Could you provide a source for your... well... accusations?

It is well accepted that Hoyt does and always has made their risers "in house" at their plant right here in the USA.


----------



## Jim Casto Jr (Aug 20, 2002)

From Randy Walk, president of Hoyt. 



> “… all Hoyt bows have and continue to be built in Salt Lake City, Utah, USA. In fact, due to the exceptional growth of our company, we have just built a brand new, 150,000 square foot manufacturing facility in Salt Lake City. This new state-of-the-art facility has allowed us to significantly improve all of our manufacturing processes including our state of the art machine shop, limb lamination and fabrication, specialized paint and finishing operation, custom string building, assembly production including carbon specific production lines where every single carbon bow we produce is built.”


----------



## Buran (Nov 26, 2018)

No, I can't.
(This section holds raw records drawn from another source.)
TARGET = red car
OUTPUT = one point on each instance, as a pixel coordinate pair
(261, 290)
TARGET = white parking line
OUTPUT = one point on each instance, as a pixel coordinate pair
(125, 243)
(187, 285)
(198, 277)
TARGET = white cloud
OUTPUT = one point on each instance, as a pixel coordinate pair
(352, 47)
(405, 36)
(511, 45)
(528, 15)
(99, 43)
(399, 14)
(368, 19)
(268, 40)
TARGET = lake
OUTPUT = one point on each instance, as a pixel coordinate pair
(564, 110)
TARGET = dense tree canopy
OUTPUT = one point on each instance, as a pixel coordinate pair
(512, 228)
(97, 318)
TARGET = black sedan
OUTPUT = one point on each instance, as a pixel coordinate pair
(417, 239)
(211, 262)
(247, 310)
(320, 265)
But there's clues: 

* Some brands, as PSE have been outsourcing some of their heritage traditional wood risers from China; as some of their dealers concede (ask Stephen Hains).
* Samick and Win & Win have been outsourcing entry level aluminum risers from China for years now, and some people claim that the thing is now happening even with high end carbon risers.
* Some of the best bycicle brands get their high-end carbon chasis from Chinese manufacturers.
* If you're cloning a product which you will rebrand diferently makes no sense to copy even the size and form of the brand insertions... But if you're making the original you will have the same marks due using exactly the same mold is cheaper than crafting a sighly modified one.

I bought a pair of Reebock Nano 6 and another pair of Nano 8 and a couple of Adipowers in the last three years, with slight discounts in the Black Friday (which made me pay ~92 € instead of 130 € and ~144 € instead of 180 €). I known that those sneakers are produced at vastly lower prices in asian countries, which means they already have the tech to produce high quality at low cost (conditions for the workers is an entirely different matter). My guess is that in China, Taiwan and other places are now factories capable to craft high quality risers at low costs; those factories spent money in the tech to produce the product, and they do provide the required batches... But why they would stop the production once the demand from western companies falls? They still have a good product which can sell at low prices. Yes, the buyer will lack the same post-sell support, but if the tag price is low, a lot of people will risk and try.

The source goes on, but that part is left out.